Paris 2016: Day Three
Much like we did on Day Two, we kickstarted day three with a substantial breakfast at our hotel. I really love having breakfast when I’m on vacation, and I always try to taste as many different things as I can from the buffet. I particularly enjoyed the scrambled eggs here, which were served straight out of the pan and were absolutely delicious.
Clearly, having a proper breakfast was the right call, as we had a long day ahead and we were hoping to make the most of it. We started off by grabbing two bicycles from the Velib’ station right in front of the hotel. The previous day we walked too much and ended up completely exhausted, so this time around we tried to save some energy by using public transport whenever possible.
Our first stop of the day was to be the mythical Tour Eiffel. We rode our bikes along the Seine for a while, until we eventually reached Champ de Mars. We didn’t have any problem finding a spot to leave the bicycles, which is a rarity in central Paris. Almost every Velib’ station we saw around the Louvre, for example, was completely full of bicycles, and finding an empty slot is never an easy task.
Once we got rid of the bicycles we stayed close to the tower for a while. The Eiffel tower is the place in Paris to take pictures, so there were plenty of tourists hanging around, and also plenty of people waiting in line to go up to the top. We would have liked to go up ourselves, but unfortunately the top deck was closed due to poor weather and almost zero visibility. We also didn’t really want to queue up for hours just to go up to the first deck, so we left after a few minutes.
After that, we went to Place du Trocadéro, where the Palais de Chaillot is located. There’s a great vantage point there from which you can take wonderful pictures of the Eiffel tower, so we spent a few minutes there playing around with the camera, too.
Then we went to Le Grenier à Pommes, a nearby crêperie where we enjoyed a fine meal, and walked along Avenue Kléber until we eventually reached the Arc de Triomphe, another one of the most recognizable monuments in Paris.
The Arc de Triomphe sits at the center of twelve radiating avenues, the most famous of which is, of course, the Champs-Élysées, which runs to the east until Place de la Concorde.
The Arc de Triomphe also marks the center of the Axe historique, a line of monuments, buildings and thoroughfares that extends from the Louvre to the west, all the way up to La Grande Arche de la Défense. So very French, is it not?
Ready to defy the quickly worsening weather, we decided to get up to the top of the Arc de Triomphe to better appreciate the view. After waiting in line for about 30 minutes and climbing up a seemingly endless winding staircase, we finally got there and truth be told, it was well worth the effort.

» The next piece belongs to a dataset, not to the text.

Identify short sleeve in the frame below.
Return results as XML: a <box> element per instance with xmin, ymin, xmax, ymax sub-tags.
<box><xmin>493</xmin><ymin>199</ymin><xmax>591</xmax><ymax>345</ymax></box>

Unfortunately, by the time we reached the top it was already dark and it had started raining, so it wasn’t as great an experience as we had hoped. Besides, my picture-taking obsession was already testing the limits of Miriam’s patience, so after a short while at the top, we climbed all the way back down, headed into the nearest Metro station and went back to the hotel for a tactical break.
♢
Since we hadn’t gotten too tired that day, the night presented another opportunity to explore, which we gladly seized. We made a dinner reservation at Les Tantes Jeanne, a wonderfully elegant restaurant in Montmartre that specializes in meat. The plan was to enjoy a nice dinner and then take a walk around Montmartre and perhaps have a drink or two.
We dressed up a bit in order to fit in with the restaurant’s classy clientele — not that we normally wouldn’t, of course — and went there at about 22:30 which, as it turns out, is a bit on the late side for dinner in Paris. We were welcomed by the maître, who was was so knowledgeable about everything that he must surely spend his evenings teaching advanced String Theory while solving a Rubik’s cube with his feet.
Luckily, the food itself was just as well prepared as the maître, and everything we ordered turned out to be spectacularly great. I had the carré d’agneau, and Miriam had the magret de canard, both of which were cooked to perfection. We also shared a nice bottle of Bourgogne and finished the meal with a café noisette, as one does in these places. The only thing I didn’t like about that dinner is that it ended way too soon.
Then, with our bellies successfully packed with exquisite French food, we took a brief walk to see the famous Moulin Rouge, which was very close. The Moulin Rouge is a surreal place, one that must be visited at night in order to witness the full experience.
After that, we thought about having a drink but it was already too late and we wanted to come back to Montmartre the next morning anyway, so we decided to call it a night.
All in all, this was a great day, but there was still more to come.